Argonne
Leadership Computing Facility, Argonne National Laboratory, Argonne, Illinois 60439, United States
Department
of Biochemistry and Molecular Biophysics, University of Chicago, Chicago, Illinois 60637, United States
Laboratory
of Computational Biology, National Heart, Lung and Blood Institute, National Institutes of Health, Bethesda, Maryland 20892, United States
Center
for Nanoscale Materials, Argonne National Laboratory, Argonne, Illinois 60439, United States
Computational
Institute, University of Chicago, Chicago, Illinois 60637, United States
Machine learning (ML) techniques with the genetic algorithm (GA) have been applied to determine a polarizable force field parameters using only ab initio data from quantum mechanics (QM) calculations of molecular clusters at the MP2/6-31G(d,p), DFMP2(fc)/jul-cc-pVDZ, and DFMP2(fc)/jul-cc-pVTZ levels to predict experimental condensed phase properties (i.e., density and heat of vaporization). The performance of this ML/GA approach is demonstrated on 4943 dimer electrostatic potentials and 1250 cluster interaction energies for methanol. Excellent agreement between the training data set from QM calculations and the optimized force field model was achieved. The results were further improved by introducing an offset factor during the machine learning process to compensate for the discrepancy between the QM calculated energy and the energy reproduced by optimized force field, while maintaining the local “shape” of the QM energy surface. Throughout the machine learning process, experimental observables were not involved in the objective function, but were only used for model validation. The best model, optimized from the QM data at the DFMP2(fc)/jul-cc-pVTZ level, appears to perform even better than the original AMOEBA force field (amoeba09.prm), which was optimized empirically to match liquid properties. The present effort shows the possibility of using machine learning techniques to develop descriptive polarizable force field using only QM data.

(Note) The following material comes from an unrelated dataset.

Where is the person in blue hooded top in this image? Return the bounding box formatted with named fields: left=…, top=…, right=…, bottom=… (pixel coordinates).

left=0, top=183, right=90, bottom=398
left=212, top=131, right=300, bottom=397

The ML/GA strategy to optimize force fields parameters described here could easily be extended to other molecular systems.
中文翻译:
已应用具有遗传算法(GA)的机器学习(ML)技术来确定极化力场参数,仅使用从MP2 / 6-31G(d,p)分子簇的量子力学(QM)计算得出的从头算数据,DFMP2(fc)/ jul-cc-pVDZ和DFMP2(fc)/ jul-cc-pVTZ的水平来预测实验的冷凝相性质(即密度和汽化热)。ML / GA方法的性能在甲醇的4943二聚体静电势和1250簇相互作用能上得到了证明。通过QM计算获得的训练数据集与优化的力场模型之间实现了极好的一致性。通过在机器学习过程中引入补偿因子来补偿QM计算出的能量与优化力场所产生的能量之间的差异,同时保持QM能量表面的局部“形状”,从而进一步改善了结果。在整个机器学习过程中,实验可观察值不涉及目标函数,而仅用于模型验证。从DFMP2(fc)/ jul-cc-pVTZ级别的QM数据优化的最佳模型似乎比原始AMOEBA力场(amoeba09.prm)表现更好,后者根据经验进行了优化以匹配液体特性。当前的工作表明了使用机器学习技术仅使用QM数据来开发描述性可极化力场的可能性。